Share

Bab 14

“Yura?!” Rommy terdiam sesaat. Perasaan yang awalnya antusias mendadak lenyap dan wajahnya menggelap. Lima tahun yang lalu dia diusir dari kediaman keluarga Randala dan semua itu karena Yura!

Perempuan itu sombong dan licik serta suka menghasut. Dia menghalalkan segala cara hingga sekarang menjadi wakil direktur di Randala Group. Yura kerap memotong gajinya dan Sherly, bahkan bonus sering tidak diberikan pada mereka.

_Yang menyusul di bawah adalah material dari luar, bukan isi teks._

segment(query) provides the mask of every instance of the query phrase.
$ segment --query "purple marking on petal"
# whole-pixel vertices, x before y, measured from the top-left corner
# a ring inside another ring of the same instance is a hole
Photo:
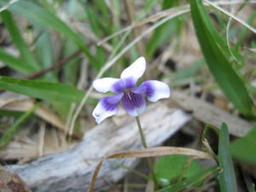
[[[122,99],[122,96],[123,94],[113,96],[106,96],[101,99],[100,102],[102,102],[102,107],[106,110],[111,110],[113,109],[113,106],[116,105]]]
[[[124,92],[125,90],[125,87],[124,87],[124,83],[123,81],[120,79],[119,81],[116,82],[113,85],[113,90],[114,93],[116,94],[119,94]]]
[[[132,79],[132,78],[127,78],[120,79],[119,81],[116,82],[113,87],[112,90],[116,94],[120,94],[124,92],[125,90],[131,90],[135,88],[136,82]]]
[[[136,85],[136,82],[132,78],[122,79],[121,80],[123,81],[125,90],[131,90]]]
[[[121,99],[121,105],[130,115],[137,116],[145,110],[146,102],[143,96],[127,90]]]
[[[92,115],[98,124],[118,112],[117,103],[121,100],[122,96],[123,94],[120,94],[118,96],[107,96],[100,100],[92,112]]]
[[[170,88],[167,84],[158,80],[148,80],[132,90],[137,94],[146,94],[148,101],[155,102],[160,99],[170,96]]]
[[[133,90],[133,92],[137,94],[146,94],[148,96],[152,96],[154,90],[150,81],[145,81],[135,90]]]

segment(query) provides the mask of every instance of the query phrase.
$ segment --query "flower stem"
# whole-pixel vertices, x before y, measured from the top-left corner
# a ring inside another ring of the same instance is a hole
[[[136,121],[137,121],[137,127],[139,129],[142,144],[143,144],[143,148],[148,148],[148,145],[147,145],[147,143],[146,143],[145,136],[144,136],[144,133],[143,133],[143,127],[142,127],[142,125],[141,125],[139,116],[136,117]],[[153,164],[152,164],[152,161],[151,161],[149,157],[147,158],[147,161],[148,161],[148,166],[149,166],[151,177],[153,177],[153,181],[154,181],[154,188],[155,188],[154,189],[157,189],[157,188],[158,188],[157,180],[156,180],[156,177],[155,177],[155,174],[154,174],[154,172]]]

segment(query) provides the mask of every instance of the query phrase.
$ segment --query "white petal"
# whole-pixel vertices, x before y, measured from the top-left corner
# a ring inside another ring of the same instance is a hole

“Bu Yura,” sapa Rommy yang tidak berani tidak mengangkat telepon. Dia juta tidak langsung menyebutkan nama perempuan itu. Dia memaksakan seulas senyum dan kembali berkata, “A-“

Brak!

Dari seberang telepon terdengar Yura yang tengah membanting dokumen dan dengan wajah penuh emosi berkata, “Rommy, kamu dan Sherly dipecat!”

“Dulu kalian hanya dikeluarkan dari keluarga Randala, tetapi setidaknya kalian masih diberikan sebuah pekerjaan agar kalian tidak mati kelaparan. Tapi kalian justru dikasih hati minta jantung! Kalian tahu menantu kalian, Raka, melakukan apa di ulang tahunnya Kakek?! Dia kirim peti mati!”

Suasana di ruang tengah seketika menjadi sunyi. Rommy bagaikan tersambar petir dan pikirannya mendadak kosong. Bukankah dia sudah menyiapkan sebuah patung emas? Kenapa bisa berubah menjadi peti mati?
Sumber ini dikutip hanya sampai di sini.